This is apart from the fact, as for the past two decades, I have been stressing the need for safe sex using a combination of condoms and discipline which is in line with the Abstinence-Be Faithful-Condom (ABC) line of UNAIDS,” Vardhan said.
The strategy, he explained, yielded great success in Uganda and has become part of the anti-AIDS campaigns in several countries.

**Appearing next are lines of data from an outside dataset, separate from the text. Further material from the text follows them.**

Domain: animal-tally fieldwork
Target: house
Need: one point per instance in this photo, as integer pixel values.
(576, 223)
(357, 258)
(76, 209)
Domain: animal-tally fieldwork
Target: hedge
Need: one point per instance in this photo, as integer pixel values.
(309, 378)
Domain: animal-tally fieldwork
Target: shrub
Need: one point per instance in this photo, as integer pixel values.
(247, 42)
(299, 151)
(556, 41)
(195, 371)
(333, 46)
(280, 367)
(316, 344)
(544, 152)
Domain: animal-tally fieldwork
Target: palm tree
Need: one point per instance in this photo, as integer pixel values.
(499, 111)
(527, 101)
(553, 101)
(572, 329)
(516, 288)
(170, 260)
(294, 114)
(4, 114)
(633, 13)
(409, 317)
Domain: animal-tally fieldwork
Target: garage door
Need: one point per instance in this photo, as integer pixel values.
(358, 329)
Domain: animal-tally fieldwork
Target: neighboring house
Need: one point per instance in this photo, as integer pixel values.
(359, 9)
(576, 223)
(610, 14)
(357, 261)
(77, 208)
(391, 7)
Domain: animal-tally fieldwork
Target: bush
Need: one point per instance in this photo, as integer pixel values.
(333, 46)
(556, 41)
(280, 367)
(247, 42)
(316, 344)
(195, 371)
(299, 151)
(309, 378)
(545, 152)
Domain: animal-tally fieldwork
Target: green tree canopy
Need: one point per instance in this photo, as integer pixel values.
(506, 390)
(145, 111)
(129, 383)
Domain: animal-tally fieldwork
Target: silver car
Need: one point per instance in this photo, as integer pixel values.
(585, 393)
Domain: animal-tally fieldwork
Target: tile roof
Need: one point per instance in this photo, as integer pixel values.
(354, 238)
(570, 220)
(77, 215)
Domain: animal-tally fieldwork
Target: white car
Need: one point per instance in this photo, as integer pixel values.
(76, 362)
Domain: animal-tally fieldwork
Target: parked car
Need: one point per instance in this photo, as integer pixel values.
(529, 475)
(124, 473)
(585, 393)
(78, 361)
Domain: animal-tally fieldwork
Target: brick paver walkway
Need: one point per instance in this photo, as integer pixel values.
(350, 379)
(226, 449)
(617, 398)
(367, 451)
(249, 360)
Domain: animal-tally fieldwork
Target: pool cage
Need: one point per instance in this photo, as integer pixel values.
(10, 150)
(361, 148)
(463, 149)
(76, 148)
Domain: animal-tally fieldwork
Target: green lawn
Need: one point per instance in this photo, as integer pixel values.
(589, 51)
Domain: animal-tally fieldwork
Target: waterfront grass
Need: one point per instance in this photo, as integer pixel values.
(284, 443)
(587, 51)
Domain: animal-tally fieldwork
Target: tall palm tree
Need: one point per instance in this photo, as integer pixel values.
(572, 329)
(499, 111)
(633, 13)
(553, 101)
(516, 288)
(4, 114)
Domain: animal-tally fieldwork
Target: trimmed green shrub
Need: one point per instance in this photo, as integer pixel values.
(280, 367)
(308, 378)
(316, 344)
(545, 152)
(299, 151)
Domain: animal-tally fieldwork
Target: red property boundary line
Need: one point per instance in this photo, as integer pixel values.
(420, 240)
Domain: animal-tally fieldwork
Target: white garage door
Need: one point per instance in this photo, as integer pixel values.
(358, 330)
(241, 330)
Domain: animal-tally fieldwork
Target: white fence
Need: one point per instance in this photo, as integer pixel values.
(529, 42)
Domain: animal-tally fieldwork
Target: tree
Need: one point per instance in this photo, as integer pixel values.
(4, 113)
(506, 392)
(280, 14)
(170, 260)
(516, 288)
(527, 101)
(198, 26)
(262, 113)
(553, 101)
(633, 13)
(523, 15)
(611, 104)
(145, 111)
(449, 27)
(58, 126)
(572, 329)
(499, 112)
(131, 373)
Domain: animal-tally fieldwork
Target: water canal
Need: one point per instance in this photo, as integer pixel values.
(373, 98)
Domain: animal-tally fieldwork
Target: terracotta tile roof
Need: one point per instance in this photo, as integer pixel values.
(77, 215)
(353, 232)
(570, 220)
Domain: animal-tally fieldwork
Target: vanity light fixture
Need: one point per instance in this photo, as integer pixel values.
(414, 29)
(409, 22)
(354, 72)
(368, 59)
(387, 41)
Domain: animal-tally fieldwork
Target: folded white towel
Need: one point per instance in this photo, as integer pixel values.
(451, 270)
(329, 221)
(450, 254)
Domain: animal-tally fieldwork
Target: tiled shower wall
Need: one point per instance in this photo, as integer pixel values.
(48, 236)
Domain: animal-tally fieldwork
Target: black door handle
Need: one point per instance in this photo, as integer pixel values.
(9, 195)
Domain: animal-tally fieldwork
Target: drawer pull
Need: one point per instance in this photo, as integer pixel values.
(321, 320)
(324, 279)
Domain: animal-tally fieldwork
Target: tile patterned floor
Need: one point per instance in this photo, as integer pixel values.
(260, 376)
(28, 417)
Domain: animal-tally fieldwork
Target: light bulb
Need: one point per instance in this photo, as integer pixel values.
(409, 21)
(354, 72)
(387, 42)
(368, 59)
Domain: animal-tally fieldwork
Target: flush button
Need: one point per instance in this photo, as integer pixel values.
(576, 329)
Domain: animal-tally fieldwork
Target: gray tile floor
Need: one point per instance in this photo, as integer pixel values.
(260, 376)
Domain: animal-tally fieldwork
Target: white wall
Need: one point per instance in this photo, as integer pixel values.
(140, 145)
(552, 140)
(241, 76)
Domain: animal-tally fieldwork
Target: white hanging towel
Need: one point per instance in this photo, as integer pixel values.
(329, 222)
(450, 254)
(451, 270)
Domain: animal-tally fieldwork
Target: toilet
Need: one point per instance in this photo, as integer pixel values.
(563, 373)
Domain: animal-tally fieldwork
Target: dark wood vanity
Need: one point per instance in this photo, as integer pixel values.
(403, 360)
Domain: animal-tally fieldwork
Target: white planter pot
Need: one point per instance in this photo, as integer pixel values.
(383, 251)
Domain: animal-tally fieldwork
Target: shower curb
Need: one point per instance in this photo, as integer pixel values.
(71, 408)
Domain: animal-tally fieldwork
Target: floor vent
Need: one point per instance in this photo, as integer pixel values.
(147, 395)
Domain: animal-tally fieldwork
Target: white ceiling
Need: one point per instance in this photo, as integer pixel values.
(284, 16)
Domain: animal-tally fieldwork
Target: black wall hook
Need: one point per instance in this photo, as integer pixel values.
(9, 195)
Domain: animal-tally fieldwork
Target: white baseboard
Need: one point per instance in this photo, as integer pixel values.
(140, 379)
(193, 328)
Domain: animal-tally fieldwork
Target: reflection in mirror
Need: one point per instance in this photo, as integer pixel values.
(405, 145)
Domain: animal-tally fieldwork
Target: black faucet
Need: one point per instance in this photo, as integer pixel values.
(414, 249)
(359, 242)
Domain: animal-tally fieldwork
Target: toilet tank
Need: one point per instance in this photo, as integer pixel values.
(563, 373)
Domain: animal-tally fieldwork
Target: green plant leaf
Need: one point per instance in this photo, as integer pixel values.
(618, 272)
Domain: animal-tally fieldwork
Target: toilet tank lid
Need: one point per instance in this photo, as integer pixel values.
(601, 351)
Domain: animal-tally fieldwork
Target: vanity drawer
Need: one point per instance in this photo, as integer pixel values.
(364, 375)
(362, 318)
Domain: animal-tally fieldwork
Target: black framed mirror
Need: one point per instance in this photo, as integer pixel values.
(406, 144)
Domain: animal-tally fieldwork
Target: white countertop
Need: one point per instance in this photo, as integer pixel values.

The minister waded into a controversy when, in an interview to the New York Times, he said, “The thrust of the AIDS campaign should not only be on the use of condoms. This sends the wrong message that you can have any kind of illicit sexual relationship, but as long as you’re using a condom, it’s fine.”
Vardhan, a trained ENT specialist, said his statement on the supremacy of fidelity as an AIDS prevention measure was not only a piece of cultural advice, but also a scientific one.
“Any experienced NGO activist knows condoms sometimes break while being used. That is why government campaigns in India should focus on safe sex as a holistic concept, which includes highlighting the role of fidelity to single partners,” said Vardhan, who is touring the USA.
Old-timers in the health ministry recalled that Sushma Swaraj, health minister in the Atal Bihari Vajpayee-led NDA government, had stoked a similar controversy when she asked officials to pay more attention to the A and B (abstinence and be faithful) part of the strategy.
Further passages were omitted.